For more information about the Observatory's Zeiss telescope, please click here.
Griffith Observatory's three solar telescopes bring the Sun directly to visitors in the west rotunda of the Ahmanson Hall of the Sky. On clear days, each of these telescopes provides a different real-time view of our local star, including sunspots and solar flares. The three beams of sunlight for the telescopes are focused into the rotunda by a triple-mirrored tracking device called a coelostat (Latin for 'sky-stopper'), which is located above in the western dome of the building. The solar telescopes operate only during clear daytime hours.
Coelostats are often used in solar observatories where moving small tracking mirrors is preferable to moving large telescopes attached to heavy equipment. Designed by Russell Porter, whose drawings served as the basis for both the 200-inch telescope at Palomar Observatory and Griffith Observatory, the three mirrors of the Observatory's coelostat move continuously during the day to remain focused on the Sun as it appears to move across the sky. The incoming light bounces off one mirror to another and then down through openings in the rotunda ceiling to the telescopes below. The telescopes show a white light image of the Sun, a view through an H-alpha filter (spectrohelioscope), and a solar spectrum (spectroscope). One of the largest and most-visited public solar observatories in the world, Griffith Observatory has enabled millions of people to observe the Sun safely.
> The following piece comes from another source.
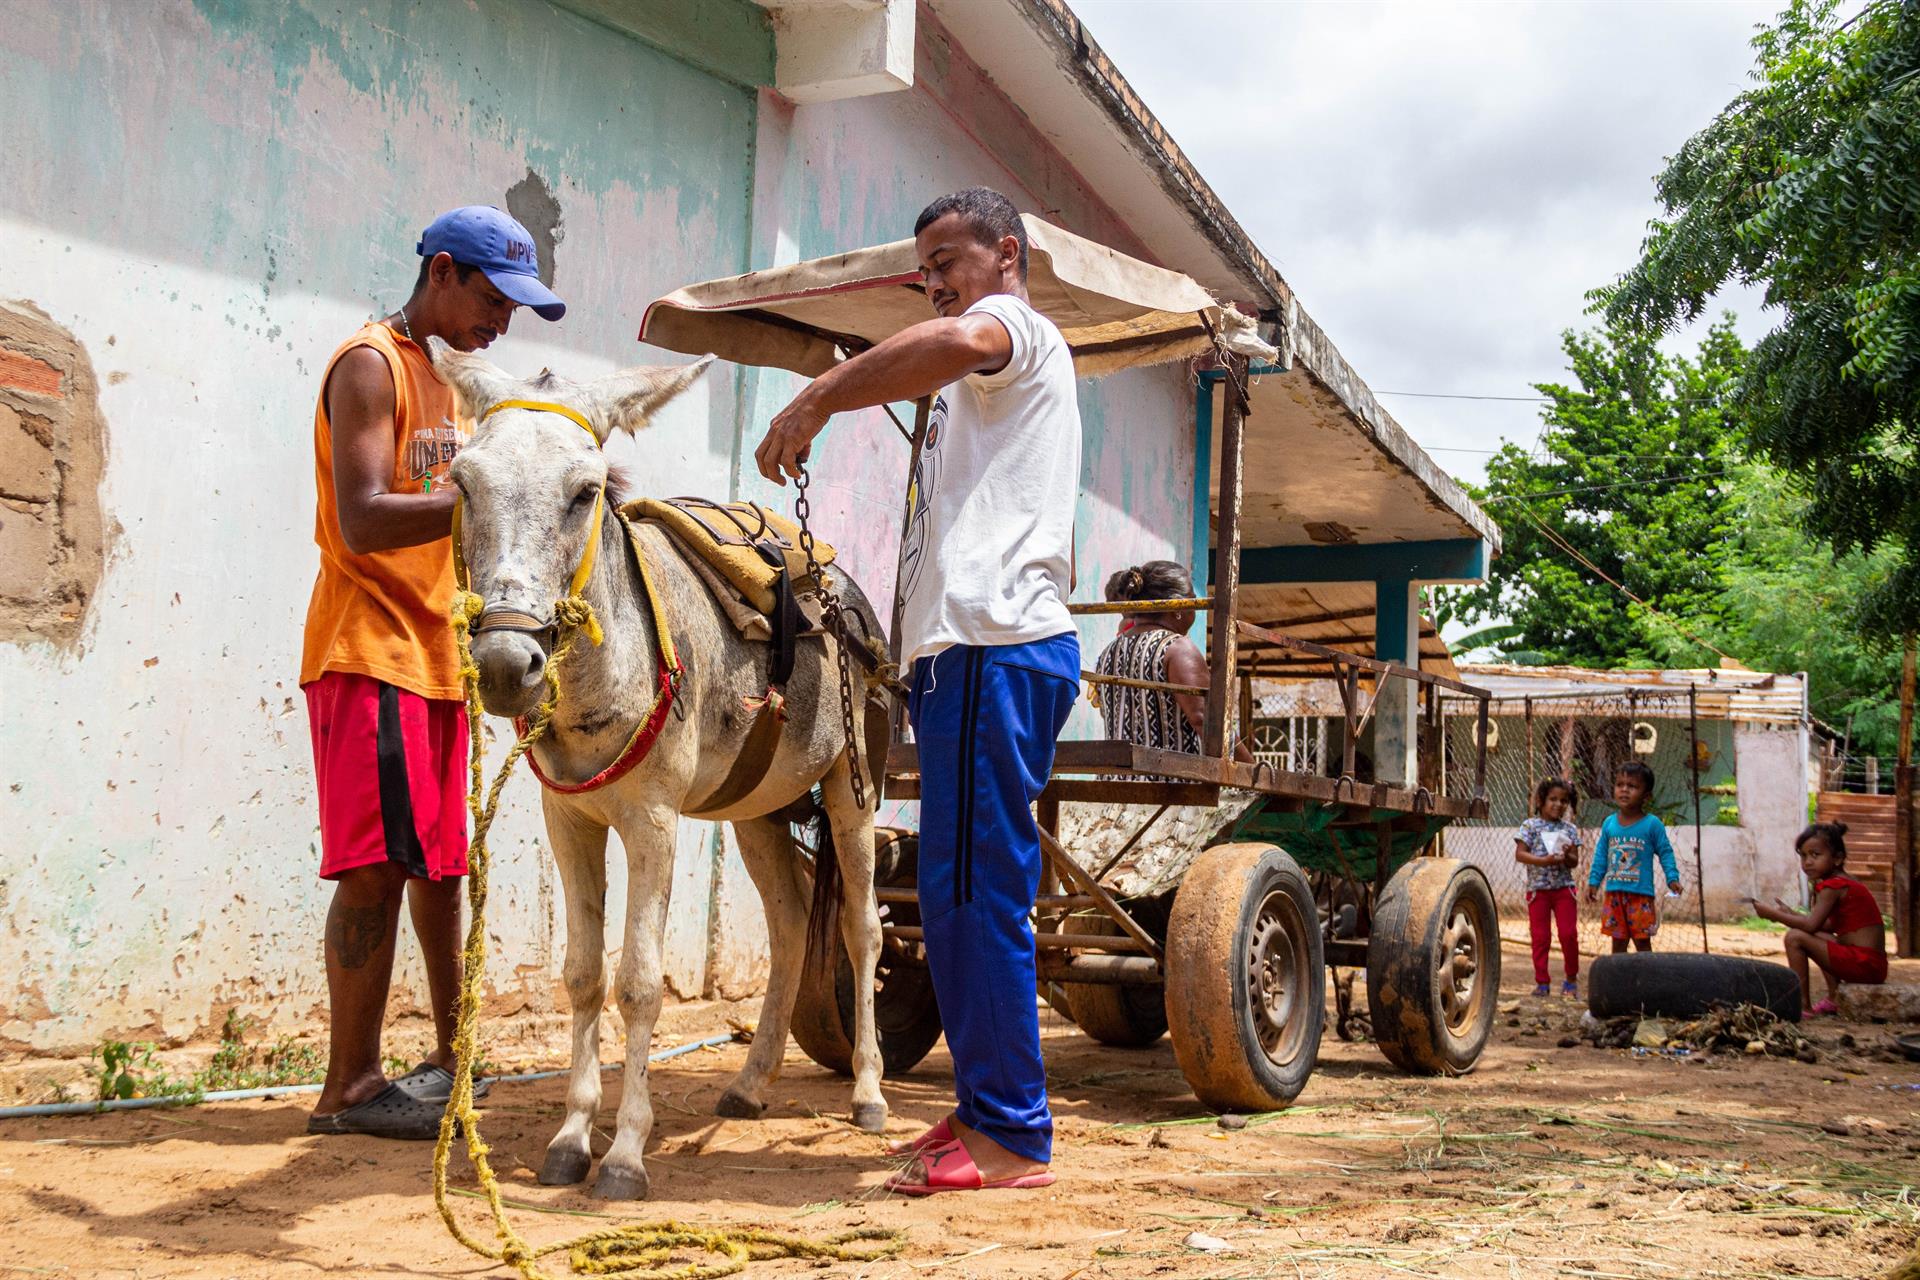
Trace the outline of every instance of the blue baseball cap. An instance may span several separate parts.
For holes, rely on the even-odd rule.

The coelostat instrumentation in the dome and three telescopes housed in the rotunda remain essentially unchanged by the renovation and expansion project, other than new motors for the dome, new electrical service, and restoration of the telescope bronze and optics. A new station in the gallery receives live signals from each of the telescopes to provide an equivalent observing experience for those unable to climb the stairs to the rotunda where the telescopes are mounted.
For more information about the Observatory's solar telescope, please click here.
On any given night, Observatory staff may set up one or more free-standing telescopes on the lawn or East Observation Terrace to enable more people to put their eyeball to the sky. Once a month, the Los Angeles Astronomical Society and Sidewalk Astronomers hold a star party at the Observatory in which many more telescopes are available for public viewing.
In addition, the Observatory has mounted a number of coin-operated telescopes along the south and west perimeters of the building. These devices enable visitors to look at objects in the Los Angeles Basin and surrounding mountains.